DIY Dodge Challenger Dually Builder Wants to Tow 8,000 Pounds With It
Since it’s a Scat Pack with the 6.4-liter Hemi, it’s at least got the power—but that was never the problem anyway.
Does anyone else wonder why there aren't more cars that can really tow? Like, what if we want decent looks and performance more than we want a bed, but also to haul a decent-sized camper on occasion? It's a tricky niche to fill, for sure, but it's still surprising nobody seems to have tried in earnest before this guy in Tennessee who's building a dually Dodge Challenger.
Currently, the builder tells us, the Challenger's rear suspension is a stock five-link setup and the hubs have eight-lug adapters for fitting truck wheels. They're mounted on thick spacers that let the stock rear fender dip between the wheels when the suspension loads up, leaving space for the outer wheels under the '80s Ford F-Series derived fender flares.

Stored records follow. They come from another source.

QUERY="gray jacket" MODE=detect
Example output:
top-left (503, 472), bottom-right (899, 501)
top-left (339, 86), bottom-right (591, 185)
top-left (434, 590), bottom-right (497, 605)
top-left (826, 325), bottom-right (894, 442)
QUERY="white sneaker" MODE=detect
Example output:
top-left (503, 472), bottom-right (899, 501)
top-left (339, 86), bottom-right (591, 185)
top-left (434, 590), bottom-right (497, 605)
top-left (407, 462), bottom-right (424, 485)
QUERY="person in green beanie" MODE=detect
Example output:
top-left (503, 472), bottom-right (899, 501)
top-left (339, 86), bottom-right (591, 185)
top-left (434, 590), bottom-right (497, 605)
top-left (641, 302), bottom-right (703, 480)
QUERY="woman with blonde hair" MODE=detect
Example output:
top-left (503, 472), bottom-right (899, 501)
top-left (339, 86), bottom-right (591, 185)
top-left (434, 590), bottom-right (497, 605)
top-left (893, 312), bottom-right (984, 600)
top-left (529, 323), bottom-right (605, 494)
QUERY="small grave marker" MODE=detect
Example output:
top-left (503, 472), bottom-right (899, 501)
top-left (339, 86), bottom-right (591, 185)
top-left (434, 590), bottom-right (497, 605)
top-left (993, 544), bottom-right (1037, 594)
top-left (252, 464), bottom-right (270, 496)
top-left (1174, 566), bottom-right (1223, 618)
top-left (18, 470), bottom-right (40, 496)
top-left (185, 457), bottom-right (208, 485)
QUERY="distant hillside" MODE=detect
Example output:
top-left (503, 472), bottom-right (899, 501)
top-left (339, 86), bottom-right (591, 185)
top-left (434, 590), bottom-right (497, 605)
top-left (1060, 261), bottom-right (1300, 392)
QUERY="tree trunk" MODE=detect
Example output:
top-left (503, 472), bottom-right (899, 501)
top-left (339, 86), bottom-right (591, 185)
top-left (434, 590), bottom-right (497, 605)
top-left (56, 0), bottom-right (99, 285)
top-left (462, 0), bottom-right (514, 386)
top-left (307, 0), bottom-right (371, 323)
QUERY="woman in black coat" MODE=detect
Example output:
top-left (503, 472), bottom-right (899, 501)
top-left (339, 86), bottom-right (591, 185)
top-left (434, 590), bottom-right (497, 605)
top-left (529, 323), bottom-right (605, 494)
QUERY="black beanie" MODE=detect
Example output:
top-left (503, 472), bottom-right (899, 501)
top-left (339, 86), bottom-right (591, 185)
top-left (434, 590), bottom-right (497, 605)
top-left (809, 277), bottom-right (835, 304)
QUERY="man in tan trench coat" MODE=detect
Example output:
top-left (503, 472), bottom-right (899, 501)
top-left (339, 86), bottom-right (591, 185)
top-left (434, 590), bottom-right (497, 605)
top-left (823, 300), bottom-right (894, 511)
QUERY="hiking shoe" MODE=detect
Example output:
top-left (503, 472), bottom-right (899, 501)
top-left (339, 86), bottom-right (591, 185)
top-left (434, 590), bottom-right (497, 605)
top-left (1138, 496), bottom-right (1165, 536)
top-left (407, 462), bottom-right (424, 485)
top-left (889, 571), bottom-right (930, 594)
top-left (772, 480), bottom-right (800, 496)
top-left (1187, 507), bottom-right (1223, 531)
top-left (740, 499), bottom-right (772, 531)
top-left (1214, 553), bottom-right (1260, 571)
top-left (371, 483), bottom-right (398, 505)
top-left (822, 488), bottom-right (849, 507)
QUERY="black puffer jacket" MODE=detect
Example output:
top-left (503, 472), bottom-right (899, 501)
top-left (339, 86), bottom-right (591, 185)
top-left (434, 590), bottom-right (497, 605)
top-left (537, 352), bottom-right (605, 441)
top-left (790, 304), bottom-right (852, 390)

"I felt this fender would incorporate the old-school dually fender body style without taking away from the factory lines of the Challenger," the builder told us.
It's just for looks at the moment, but the end goal for this dually Challenger is to be a fully capable truck substitute, which it's already being used for. Its builder tells us he's employed the Challenger to recover vehicles, move projects around his property, and even tow a small trailer, which a Challenger Scat Pack is better equipped for than you might think. Its 6.4-liter V8 produces 485 horsepower and 475 pound-feet of torque, which is more than plenty for a healthy-sized load, and with stock four-piston Brembo brakes, it should theoretically be able to stop safely—so long as he can make it talk with the trailer's brakes as well.
Also, at more than 4,200 pounds, it helps that the Challenger weighs about as much as a truck.
The major weak point is the Challenger's stock 1,000-pound tow capacity, though it's one Ray's Rides plans to address by increasing the max to 8,000 pounds. He tells us that'll require strengthening the chassis and rear subframe, upgrading the transmission, and stiffening the suspension so the Scat Pack doesn't look like it's doing as its name implies.
This could involve a solution as simple as transplanting the rear end from a Durango 392 or Jeep Grand Cherokee Trackhawk, or a more involved one with modern Ram-style rear coils and airbags, affixed to custom control arms. Whatever he goes with, using it to tow 8,000 pounds is sure to get some looks from the highway patrol.
This Dodge's builder hopes that after completing the car, he can sell it and use the money to open a shop to—as he put it—stretch his legs. If all goes as planned, then by golly are we excited to see what Ray's Rides can come up with given more creative liberty. For now, though, it'll just be a fun, unusual daily for the builder and his girlfriend.
"I use it as a daily driver," he continued. "It is mainly just a cool grocery getter and the only adventure she sees is a constant stream of burnouts and donuts."